Oman has begun implementation of the Value Added Tax (VAT) from today April 16 with the expectation to raise bout RO 400 million (over $560 million) annually, Zawya reports.
The sultanate officials have indicated that all necessary preparations and requirements for the VAT implementation have been put in place including the issuance of tax-related legislations, operating the tax computer system, and electronic linking with the authorities concerned, UAE-based media notes citing the Oman Establishment for Press, Publication and Advertising (OEPPA).
Authorities will collect the non-cumulative tax, which is calculated at a rate of 5 per cent on the final price of a product or service provided to the consumer through the supply chain from production to the stage of the final sale of the good or service.

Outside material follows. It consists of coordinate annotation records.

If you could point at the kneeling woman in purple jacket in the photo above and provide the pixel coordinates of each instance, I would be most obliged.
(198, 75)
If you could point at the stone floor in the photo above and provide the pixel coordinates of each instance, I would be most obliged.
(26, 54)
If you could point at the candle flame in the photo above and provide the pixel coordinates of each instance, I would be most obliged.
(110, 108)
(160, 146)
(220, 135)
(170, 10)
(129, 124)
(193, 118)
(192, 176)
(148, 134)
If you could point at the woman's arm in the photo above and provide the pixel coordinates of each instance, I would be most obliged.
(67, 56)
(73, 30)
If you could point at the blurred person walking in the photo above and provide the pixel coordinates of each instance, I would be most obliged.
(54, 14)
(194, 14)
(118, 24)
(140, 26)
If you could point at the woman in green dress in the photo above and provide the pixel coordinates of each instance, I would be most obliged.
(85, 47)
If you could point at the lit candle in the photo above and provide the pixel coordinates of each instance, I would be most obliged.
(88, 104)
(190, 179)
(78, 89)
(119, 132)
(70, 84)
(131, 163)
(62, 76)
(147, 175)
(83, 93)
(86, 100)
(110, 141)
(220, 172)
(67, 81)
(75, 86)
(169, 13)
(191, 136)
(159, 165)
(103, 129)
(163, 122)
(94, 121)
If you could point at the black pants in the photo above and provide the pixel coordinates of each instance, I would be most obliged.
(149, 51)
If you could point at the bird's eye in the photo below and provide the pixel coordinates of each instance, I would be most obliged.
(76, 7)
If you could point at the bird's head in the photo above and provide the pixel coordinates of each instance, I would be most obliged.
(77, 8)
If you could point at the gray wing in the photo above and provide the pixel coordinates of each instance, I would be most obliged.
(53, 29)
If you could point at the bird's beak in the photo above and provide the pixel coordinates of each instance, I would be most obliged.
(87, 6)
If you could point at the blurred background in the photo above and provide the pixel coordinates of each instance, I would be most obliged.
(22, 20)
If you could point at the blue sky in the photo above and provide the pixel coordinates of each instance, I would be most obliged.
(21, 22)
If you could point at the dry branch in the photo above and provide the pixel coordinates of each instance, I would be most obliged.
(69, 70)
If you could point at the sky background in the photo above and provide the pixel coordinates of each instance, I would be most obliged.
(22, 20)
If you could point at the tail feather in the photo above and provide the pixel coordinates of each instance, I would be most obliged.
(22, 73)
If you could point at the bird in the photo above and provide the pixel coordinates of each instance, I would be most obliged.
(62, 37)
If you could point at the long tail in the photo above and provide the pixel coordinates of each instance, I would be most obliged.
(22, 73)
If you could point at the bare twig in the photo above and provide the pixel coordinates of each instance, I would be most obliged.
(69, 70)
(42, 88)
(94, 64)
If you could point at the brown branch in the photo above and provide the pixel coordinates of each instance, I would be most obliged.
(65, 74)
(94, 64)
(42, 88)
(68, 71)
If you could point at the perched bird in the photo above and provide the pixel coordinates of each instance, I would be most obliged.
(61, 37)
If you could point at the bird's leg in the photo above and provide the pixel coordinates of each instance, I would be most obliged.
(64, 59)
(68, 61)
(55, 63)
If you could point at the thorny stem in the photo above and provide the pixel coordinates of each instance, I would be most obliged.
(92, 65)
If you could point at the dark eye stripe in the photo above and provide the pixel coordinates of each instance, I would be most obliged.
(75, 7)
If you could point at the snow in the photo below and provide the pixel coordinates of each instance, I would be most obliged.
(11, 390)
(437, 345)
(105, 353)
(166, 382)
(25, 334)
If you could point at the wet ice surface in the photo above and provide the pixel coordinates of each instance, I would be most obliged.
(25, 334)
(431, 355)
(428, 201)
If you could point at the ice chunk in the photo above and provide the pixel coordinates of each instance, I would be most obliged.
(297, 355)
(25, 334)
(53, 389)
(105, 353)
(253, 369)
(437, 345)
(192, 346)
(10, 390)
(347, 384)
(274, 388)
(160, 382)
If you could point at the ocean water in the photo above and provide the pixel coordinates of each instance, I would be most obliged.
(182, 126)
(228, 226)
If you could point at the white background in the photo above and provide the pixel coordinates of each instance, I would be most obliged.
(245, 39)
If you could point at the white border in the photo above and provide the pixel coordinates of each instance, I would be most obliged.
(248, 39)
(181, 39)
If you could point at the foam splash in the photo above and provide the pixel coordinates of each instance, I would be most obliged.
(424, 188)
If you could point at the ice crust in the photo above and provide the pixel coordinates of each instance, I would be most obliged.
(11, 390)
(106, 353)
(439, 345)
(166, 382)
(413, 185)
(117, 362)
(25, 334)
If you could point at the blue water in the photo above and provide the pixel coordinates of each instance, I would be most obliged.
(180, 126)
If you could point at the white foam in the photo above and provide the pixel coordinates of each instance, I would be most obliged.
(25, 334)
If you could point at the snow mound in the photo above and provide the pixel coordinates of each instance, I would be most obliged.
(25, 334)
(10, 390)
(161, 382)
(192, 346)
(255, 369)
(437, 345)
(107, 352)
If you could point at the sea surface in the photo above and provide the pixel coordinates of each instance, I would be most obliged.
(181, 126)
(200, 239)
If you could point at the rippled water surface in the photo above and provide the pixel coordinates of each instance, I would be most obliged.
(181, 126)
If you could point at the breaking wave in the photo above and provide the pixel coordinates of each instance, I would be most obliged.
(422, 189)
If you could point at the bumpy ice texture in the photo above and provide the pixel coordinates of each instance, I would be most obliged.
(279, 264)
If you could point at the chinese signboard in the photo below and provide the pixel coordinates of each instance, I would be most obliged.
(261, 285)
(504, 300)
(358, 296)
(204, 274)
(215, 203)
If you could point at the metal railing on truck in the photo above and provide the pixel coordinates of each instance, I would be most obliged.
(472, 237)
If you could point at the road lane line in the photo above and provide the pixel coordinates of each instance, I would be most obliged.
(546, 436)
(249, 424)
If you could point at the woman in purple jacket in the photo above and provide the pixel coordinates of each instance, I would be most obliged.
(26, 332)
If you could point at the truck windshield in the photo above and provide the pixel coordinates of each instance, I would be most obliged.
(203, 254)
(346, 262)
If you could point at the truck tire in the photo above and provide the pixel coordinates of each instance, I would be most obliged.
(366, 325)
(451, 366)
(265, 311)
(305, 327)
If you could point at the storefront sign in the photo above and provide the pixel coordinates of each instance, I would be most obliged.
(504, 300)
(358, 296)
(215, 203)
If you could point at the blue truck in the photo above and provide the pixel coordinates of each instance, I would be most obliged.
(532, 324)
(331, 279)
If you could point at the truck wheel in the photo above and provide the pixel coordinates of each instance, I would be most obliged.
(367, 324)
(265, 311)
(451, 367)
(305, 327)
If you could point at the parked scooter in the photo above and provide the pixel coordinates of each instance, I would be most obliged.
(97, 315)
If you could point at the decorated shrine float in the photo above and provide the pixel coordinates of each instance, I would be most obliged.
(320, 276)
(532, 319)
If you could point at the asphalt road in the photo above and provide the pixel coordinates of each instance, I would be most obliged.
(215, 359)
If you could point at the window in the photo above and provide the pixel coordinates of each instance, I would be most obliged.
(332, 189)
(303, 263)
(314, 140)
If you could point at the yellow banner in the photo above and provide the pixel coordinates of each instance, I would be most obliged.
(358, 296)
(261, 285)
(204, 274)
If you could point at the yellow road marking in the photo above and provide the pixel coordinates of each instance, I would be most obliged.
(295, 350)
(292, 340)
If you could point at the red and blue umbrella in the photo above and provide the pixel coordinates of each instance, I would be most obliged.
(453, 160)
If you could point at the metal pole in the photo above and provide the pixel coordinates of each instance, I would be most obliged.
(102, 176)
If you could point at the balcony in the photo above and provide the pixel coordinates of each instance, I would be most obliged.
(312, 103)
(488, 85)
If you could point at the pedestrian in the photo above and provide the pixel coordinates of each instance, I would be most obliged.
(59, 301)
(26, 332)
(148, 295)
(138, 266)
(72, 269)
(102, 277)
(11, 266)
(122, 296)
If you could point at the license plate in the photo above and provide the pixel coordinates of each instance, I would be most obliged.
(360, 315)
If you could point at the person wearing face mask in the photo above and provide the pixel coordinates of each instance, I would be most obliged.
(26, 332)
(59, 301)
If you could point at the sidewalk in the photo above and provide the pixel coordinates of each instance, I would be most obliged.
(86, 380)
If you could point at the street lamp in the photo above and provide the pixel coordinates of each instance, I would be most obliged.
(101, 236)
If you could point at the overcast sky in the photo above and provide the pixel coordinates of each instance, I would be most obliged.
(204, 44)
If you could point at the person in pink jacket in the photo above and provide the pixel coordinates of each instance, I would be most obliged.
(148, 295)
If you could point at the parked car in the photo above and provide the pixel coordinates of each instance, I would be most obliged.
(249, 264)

The new tax will not cover food commodities; medicine and medical equipment and related goods and services; education and related goods and services; financial services; undeveloped lands; resale of residential properties; passenger transport services; renting real estate for residential purposes; gold, silver and platinum; supplies of international transport and interchange of goods or passengers and the supply of related services; rescue and aid aircraft and vessels; crude oil, petroleum products, and natural gas; supply of means of sea, air and land transport for the transport of goods and passengers for commercial purposes; supply of goods and services related to transport; and supplies for people with disabilities and charities.
The Tax Authority, TA, will apply administrative fine of not less than 500 and not more than 5,000 in the event of failure to submit tax returns by the date set for their legal submission, failure of the taxable person to display the registration certificate in a conspicuous place, failure of the taxpayer who has cancelled his registration to keep the records, accounting books and documents.
Additional fine of not less than 1 per cent and not more than 25 per cent; of the difference between the tax value on the basis of the real tax that must be declared and the tax value based on the previously submitted tax return, will be imposed in the event of the failure of the taxable person to declare the real tax in his declaration for any tax period, or a fine of 300 per cent of the difference in tax due related to tax evasion, Zawya notes.
In the event of refund of tax value based on incorrect documents or data, failure to submit an application to cancel the registration from the tax in the mandatory cases specified in the law and regulations or failure to supply the prices of goods and services including the tax, the TA will also impose an administrative fine of not less than RO 1,000 and not exceeding RO 10,000.